The network was built to keep their conversations off the public cellular network and is a result of sanctions that prevent encryption technologies from being exported to the country, said Ahmed El-Noamany, a former senior technical director at North Korean cellular network Koryolink in an interview published on Thursday by the NK News website.
Koryolink is a joint venture between Egypt's Orascom Telecom and Media Technology (OTMT) and the North Korean government. It launched a 3G cellular network in 2009 that has gone on to attract around 2.5 million subscriptions -- about 10 percent of North Korea's population.
"They have another network for the VIPs that is totally separated from everything … a 3G network that is not accessible to normal users," El-Noamany told NK News.
The engineer, who worked in North Korea from 2011 to late 2013, said the network was built this way because sanctions prevented the export of encryption technology to North Korea. To overcome this, the country built a separate network.
"This is a special network which has its own things -- own algorithms, own operating system, own everything," he said.
His comments add somewhat to the mystery surrounding North Korea's complex telecommunications system.
The country runs a two-tier network with most subscribers only able to make and receive calls from domestic numbers. At the second tier, which includes lines at places like foreign embassies, international connectivity is offered but domestic calls are blocked.

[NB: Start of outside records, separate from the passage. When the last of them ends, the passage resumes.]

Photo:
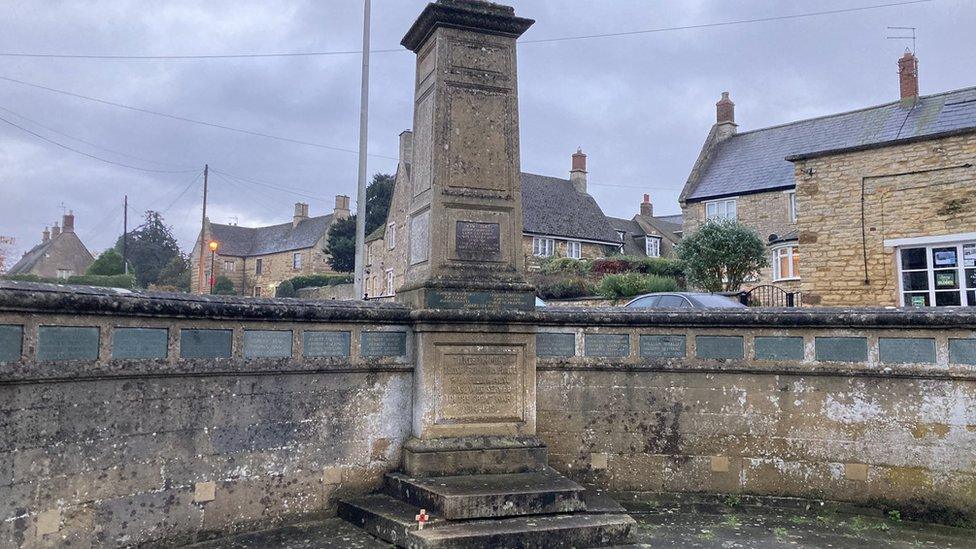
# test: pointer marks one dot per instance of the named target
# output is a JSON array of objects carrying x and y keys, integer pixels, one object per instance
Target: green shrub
[
  {"x": 563, "y": 287},
  {"x": 286, "y": 289},
  {"x": 314, "y": 281},
  {"x": 565, "y": 265},
  {"x": 616, "y": 286},
  {"x": 224, "y": 286}
]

The system is part of North Korea's strict controls that attempt to prevent information coming into the country from overseas. Both the fixed-line and cellular networks have the same two-tier structure. From cellphones, a network search inside Pyongyang reveals two networks, said Kazuteru Tamura, a Japanese journalist who has spent time investigating the system.
One network is accessible from cell phones with local SIM cards and the other from phones with SIM cards sold to tourists and foreign residents. Observers have assumed the two networks were all that were available in the country, and El-Noamany's comments question that assumption.
Recently, a competing cellular operator owned by the North Korean government began competing with Koryolink. It's unknown how or if the new network is related to that private government network mentioned in the interview.
North Korea maintains one of the strictest policies of control on information and people of any country on the planet. Most citizens are unable to travel overseas and even domestic travel is heavily restricted, with permission needed to enter the capital city of Pyongyang. Thousands of North Koreans have risked death to escape the country.